The size of the secundum ASD affects the shunt volume and right heart dimensions.9 Increased P dispersion is correlated with the defect size and the degree of right atrial dilatations in children with secundum ASDs. P wave dispersion can be used to predict idiopathic paroxysmal atrial fibrillation. In normal healthy children, the normal P dispersion has been described as 27.0±5.4ms.2,3,10 In our study, P dispersion was measured as 30.8±11.4 ms before the procedure, but changes in the atrial myocardium may become more overt with age because of the continuous pressure and potential volume overload. Therefore, not too much prolonged P dispersion values, in contrast to study population, may be attributed to the younger age of ASD patients in our study (mean 7.5±4.1 years).
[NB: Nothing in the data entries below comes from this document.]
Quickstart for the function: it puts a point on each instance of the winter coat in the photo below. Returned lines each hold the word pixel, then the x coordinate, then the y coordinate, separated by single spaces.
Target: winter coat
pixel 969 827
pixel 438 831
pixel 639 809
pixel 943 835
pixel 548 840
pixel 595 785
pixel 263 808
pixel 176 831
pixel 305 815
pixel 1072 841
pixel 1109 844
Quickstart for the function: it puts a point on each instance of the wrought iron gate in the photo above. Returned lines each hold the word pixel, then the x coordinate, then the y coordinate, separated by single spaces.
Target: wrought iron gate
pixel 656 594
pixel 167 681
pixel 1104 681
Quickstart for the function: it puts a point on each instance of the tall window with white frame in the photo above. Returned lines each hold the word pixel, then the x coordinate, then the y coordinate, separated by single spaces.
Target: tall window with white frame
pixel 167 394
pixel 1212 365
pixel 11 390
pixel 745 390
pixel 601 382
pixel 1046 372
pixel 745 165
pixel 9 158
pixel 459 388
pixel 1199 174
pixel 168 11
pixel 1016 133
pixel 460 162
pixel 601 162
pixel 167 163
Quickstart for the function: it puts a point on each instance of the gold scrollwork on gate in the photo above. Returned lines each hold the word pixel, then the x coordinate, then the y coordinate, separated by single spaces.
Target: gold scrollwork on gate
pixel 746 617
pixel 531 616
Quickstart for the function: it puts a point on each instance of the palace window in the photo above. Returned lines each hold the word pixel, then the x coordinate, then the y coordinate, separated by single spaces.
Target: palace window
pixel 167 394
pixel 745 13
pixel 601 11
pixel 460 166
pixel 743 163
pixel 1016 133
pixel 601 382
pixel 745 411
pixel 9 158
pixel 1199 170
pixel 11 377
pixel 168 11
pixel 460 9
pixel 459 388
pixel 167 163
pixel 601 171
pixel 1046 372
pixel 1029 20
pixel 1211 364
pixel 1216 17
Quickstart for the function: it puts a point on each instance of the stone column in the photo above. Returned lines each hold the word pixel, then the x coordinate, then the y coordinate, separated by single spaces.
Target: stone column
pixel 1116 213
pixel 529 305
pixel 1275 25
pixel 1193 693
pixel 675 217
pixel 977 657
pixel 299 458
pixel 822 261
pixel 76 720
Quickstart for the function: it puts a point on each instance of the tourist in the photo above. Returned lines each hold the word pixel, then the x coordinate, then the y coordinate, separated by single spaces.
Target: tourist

We found a significant correlation between P maximum and P minimum during the follow-up period. These measurements decreased with time. The study results suggested that transcatheter closure of the secundum ASDs with Amplatzer septal occluder in children caused the left-to-right shunt to disappear and decreased the right atrial dimensions. In our study, decreased P maximum and P minimum levels over time were most likely related to a decrease in the right atrial volume and a decreased shunt ratio. Transcatheter ASD closure caused changes in the cardiac geometry, regardless of the magnitude of the pre-closed cardiac overload.11,12 Ho et al demonstrated that P dispersion was higher in children with ASDs.13 Reduced P dispersion after surgical ASD closure in adult and paediatric patients has been demonstrated.14,16 Kaya et al. reported a reduction in P maximum and P dispersion after transcatheter closure in children and adults.17 However, our study demonstrated that P dispersion was unchanged in children. A possible explanation for the unchanged P wave dispersion may be related to the decreased P maximum to P minimum ratio or the mass effect and metal configuration of the device. Using long-term instead of intermediate measurements, P wave dispersion may be found different in current literature.   
The limitation of our study was the manual calculation of the P wave measurements rather than the use of the computer-assisted method.

Conclusion

Although P wave dispersion is a simple and useful parametre of predicting atrial arrhythmias, but there is no P dispersion difference when performing transcatheter closure with Amplatzer septal occluder.